You certainly don't sound overstocked, but knowing your water parameters is always useful. The cause of your algae is more likely to be down to light.
Make sure your aquarium is as far away from natural light as you can reasonably get it. Far side of the room, 3 to 4m away from a window. Or keep the blinds/ curtains closed. And reduce the time that the aquarium lights are on for. 6 hours is usually sufficient for healthy plant growth, if you have live plants. I have an aquarium with the light on for 4 hours per day and the plants do fine. If you don't have live plants then reduce the light even further. Just have it on an hour or 2 in the evening when you are home.
If your filter is cutting out there is something wrong with it. How long have you had it? What is a regular maintenance schedule and what maintenance do you do?
The problem with getting a bigger tank due to livebearers breeding is that it doesn't deal with the issue. It just kicks the can down the road. Guppies breed prolifically, you start with a few, they make babies, then the babies start breeding with each other and their parents and make more babies, then those babies start breeding, etc etc etc. In a short space of time your aquarium is overpopulated and then you move them to a bigger aquarium, and then that one gets over populated and you need more aquariums or an even bigger one.
The only way to stop this happening is to separate sexes. And as soon as the fry are old enough to sex, separate those into M/F. And females store sperm so can keep producing babies for a year. So as new fry show appear keep separating them. After a year or so you should stop seeing fry if you keep males separate from females.
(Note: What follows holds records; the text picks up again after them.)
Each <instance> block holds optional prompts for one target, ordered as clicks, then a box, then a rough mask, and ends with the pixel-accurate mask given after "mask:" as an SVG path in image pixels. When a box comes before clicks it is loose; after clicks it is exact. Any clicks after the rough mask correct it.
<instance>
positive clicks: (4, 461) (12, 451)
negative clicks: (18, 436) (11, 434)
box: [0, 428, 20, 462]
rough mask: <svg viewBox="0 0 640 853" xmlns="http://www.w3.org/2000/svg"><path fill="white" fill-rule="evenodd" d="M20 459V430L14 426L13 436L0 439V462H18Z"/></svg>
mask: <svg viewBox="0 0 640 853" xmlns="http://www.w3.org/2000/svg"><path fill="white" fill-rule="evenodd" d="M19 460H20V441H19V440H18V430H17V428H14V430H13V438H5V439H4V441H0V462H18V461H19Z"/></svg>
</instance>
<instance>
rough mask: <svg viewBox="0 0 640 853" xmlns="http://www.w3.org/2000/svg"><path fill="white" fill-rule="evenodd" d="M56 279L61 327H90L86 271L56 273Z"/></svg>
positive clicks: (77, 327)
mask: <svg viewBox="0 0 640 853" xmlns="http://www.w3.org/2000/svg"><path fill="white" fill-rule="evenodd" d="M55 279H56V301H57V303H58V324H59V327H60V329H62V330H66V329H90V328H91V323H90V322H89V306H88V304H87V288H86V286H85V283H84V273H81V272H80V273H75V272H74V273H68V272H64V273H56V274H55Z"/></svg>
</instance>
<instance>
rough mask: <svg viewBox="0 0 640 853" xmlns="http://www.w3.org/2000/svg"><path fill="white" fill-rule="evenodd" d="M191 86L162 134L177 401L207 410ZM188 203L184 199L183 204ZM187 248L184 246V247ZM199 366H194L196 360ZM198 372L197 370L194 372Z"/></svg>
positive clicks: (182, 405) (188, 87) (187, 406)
We have another member who had a few guppies in small aquariums, they bred and they too got bigger aquariums rather than deal with the issue. Their plans to sell the fish didn't work out, they can't even give them away. The hobby is full of people trying to get rid of guppy babies and not enough people wanting to take them. And the fish just keep growing in number and various plans to deal with the issue never really work out.
Gotta deal with the problem at source rather than just trying to accommodate an ever growing population of fish.
Can you post a photo of these alien fish? Someone might be able to identify them for you.